Project Summary/Abstract
Alzheimer’s disease (AD) and other tau-related neurodegenerative diseases are characterized by
neurofibrillary tangles which are composed of aggregates of the microtubule associated protein tau. The
accumulation of these tangles contributes to neuronal death and cognitive decline. While millions nationally are
plagued by Alzheimer’s, therapeutic efforts focusing on one of the main hallmarks of the disease, amyloid-beta
(Aβ) plaques, have remained unsuccessful. The lack of correlation between treatment and robust cognitive
improvement during these clinical trials highlight the urgent need to elucidate the preclinical mechanistic
changes driving disease manifestation. The physiological roles of tau include the stabilization of microtubules,
and bundling of F-actin filaments. While tau-microtubule interactions are well-studied, tau interactions with F-
actin are more poorly understood, but are reported to drive the development of pathological species such as
Hirano bodies, actin inclusions found in AD brains and other tauopathies. Tau can form other functional or
pathological interactions, including recently reported binding to post-synaptic density protein 95 (PSD-95),
which was shown to interfere with functional hyperemia and promote the neurotoxicity induced by amyloid-
beta. Tau is also modified by a rich array of post-translational modifications (PTMs), which have been shown to
alter normal and pathological tau interactions. This proposal will test the central hypothesis that tau PTMs
within the critical PHF6 and PHF6* hexapeptide motifs modulate tau interactions with binding partners
such as PSD-95 and F-actin and thereby contribute to the role of these partners, as well of changes in
tau structure and function, in specific processes associated with disease manifestation.
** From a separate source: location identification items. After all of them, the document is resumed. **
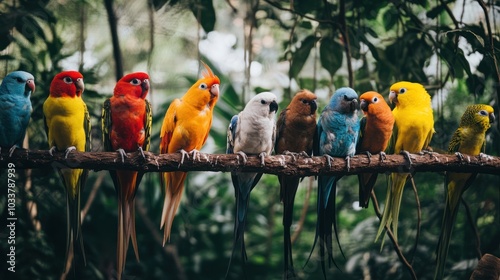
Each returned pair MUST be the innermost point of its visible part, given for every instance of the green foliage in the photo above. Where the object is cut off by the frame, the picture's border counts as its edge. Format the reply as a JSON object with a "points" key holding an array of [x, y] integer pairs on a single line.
{"points": [[388, 42]]}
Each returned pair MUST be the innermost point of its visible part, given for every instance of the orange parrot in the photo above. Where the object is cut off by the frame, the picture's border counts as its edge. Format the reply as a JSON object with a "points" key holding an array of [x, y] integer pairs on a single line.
{"points": [[374, 135], [126, 127], [185, 129]]}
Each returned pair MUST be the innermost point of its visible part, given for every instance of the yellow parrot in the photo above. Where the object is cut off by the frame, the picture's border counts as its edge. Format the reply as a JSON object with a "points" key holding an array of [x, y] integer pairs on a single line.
{"points": [[470, 139], [185, 129], [67, 123], [412, 132]]}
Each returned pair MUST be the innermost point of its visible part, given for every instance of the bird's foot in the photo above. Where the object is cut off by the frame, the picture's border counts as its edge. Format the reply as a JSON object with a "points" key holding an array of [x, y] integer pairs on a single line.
{"points": [[407, 156], [382, 156], [197, 155], [183, 154], [142, 153], [244, 157], [348, 162], [123, 154], [51, 151], [460, 156], [328, 160], [369, 156], [11, 150], [69, 150], [304, 154], [262, 157], [484, 157], [282, 160], [288, 153], [429, 152]]}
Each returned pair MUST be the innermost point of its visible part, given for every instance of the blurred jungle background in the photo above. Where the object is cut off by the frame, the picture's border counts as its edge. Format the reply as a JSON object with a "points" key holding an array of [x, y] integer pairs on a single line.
{"points": [[451, 47]]}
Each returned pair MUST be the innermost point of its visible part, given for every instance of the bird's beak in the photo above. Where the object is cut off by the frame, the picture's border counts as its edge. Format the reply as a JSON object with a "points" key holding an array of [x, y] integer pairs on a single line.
{"points": [[314, 106], [363, 104], [273, 106], [80, 86], [393, 97], [30, 84], [354, 105], [214, 90], [145, 87]]}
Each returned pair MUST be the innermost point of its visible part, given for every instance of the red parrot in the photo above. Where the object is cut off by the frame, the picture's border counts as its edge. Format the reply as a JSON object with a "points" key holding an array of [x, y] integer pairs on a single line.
{"points": [[295, 133], [374, 134], [185, 129], [126, 127]]}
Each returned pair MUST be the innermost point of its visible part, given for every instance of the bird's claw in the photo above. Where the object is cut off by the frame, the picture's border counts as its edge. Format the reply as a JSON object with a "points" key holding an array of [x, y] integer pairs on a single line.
{"points": [[460, 156], [288, 153], [244, 157], [142, 153], [484, 157], [407, 156], [369, 156], [382, 156], [11, 150], [348, 162], [262, 157], [123, 154], [183, 154], [304, 154], [69, 150], [328, 161], [431, 153]]}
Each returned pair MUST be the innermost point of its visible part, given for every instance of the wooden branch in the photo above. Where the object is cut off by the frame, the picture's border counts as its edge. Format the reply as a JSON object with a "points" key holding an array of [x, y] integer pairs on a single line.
{"points": [[277, 164]]}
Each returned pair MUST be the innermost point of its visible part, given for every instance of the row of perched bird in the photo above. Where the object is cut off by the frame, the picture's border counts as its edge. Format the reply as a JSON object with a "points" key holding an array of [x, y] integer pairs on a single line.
{"points": [[339, 132]]}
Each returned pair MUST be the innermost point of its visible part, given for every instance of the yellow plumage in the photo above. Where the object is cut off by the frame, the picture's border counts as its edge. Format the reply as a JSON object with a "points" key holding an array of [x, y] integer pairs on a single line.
{"points": [[413, 130], [65, 118], [67, 123], [469, 139]]}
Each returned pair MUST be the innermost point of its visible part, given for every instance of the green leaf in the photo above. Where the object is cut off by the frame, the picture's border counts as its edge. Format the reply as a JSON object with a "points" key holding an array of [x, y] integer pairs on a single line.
{"points": [[390, 17], [204, 13], [301, 54], [475, 84], [331, 55]]}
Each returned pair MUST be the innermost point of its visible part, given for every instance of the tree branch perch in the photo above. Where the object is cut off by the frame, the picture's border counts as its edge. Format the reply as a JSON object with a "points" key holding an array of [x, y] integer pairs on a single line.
{"points": [[277, 164]]}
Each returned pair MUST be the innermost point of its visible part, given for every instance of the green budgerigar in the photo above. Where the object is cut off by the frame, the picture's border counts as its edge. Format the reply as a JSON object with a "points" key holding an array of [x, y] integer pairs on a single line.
{"points": [[469, 139]]}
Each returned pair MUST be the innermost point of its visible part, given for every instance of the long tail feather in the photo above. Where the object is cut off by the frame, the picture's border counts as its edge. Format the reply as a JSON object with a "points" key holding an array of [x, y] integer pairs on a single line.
{"points": [[73, 181], [453, 196], [174, 186], [289, 187], [393, 204]]}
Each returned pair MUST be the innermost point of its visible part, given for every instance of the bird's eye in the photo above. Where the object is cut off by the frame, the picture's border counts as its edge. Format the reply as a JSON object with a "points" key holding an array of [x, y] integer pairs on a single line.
{"points": [[68, 80], [135, 82]]}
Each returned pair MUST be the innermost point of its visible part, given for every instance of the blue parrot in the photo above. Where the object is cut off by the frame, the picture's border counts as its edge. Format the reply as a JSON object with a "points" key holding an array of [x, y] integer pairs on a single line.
{"points": [[336, 136], [15, 108], [251, 132]]}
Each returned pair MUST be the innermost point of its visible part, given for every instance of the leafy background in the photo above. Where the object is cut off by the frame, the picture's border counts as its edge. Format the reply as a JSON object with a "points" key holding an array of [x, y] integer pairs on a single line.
{"points": [[451, 47]]}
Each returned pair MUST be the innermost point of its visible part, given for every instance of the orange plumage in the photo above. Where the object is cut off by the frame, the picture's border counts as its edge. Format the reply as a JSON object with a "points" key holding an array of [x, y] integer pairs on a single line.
{"points": [[374, 135], [185, 128]]}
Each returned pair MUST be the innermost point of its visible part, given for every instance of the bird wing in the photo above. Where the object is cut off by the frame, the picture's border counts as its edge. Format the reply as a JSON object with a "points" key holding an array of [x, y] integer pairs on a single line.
{"points": [[231, 134]]}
Using
biophysical methods, including nuclear magnetic resonance (NMR) spectroscopy, I will characterize the
interactions of tau with F-actin and PSD-95 and assess the effects of PTMs located within the PHF6 and
PHF6* motifs on these interactions. Our structural observations, complemented by functional studies
performed both by myself and our collaborators, will contribute to a deeper understanding of the mechanistic
changes in tau behavior that drive the manifestation of AD and other tauopathies, and facilitate the
development of novel therapeutic targets for the treatment of tau-based neurodegeneration.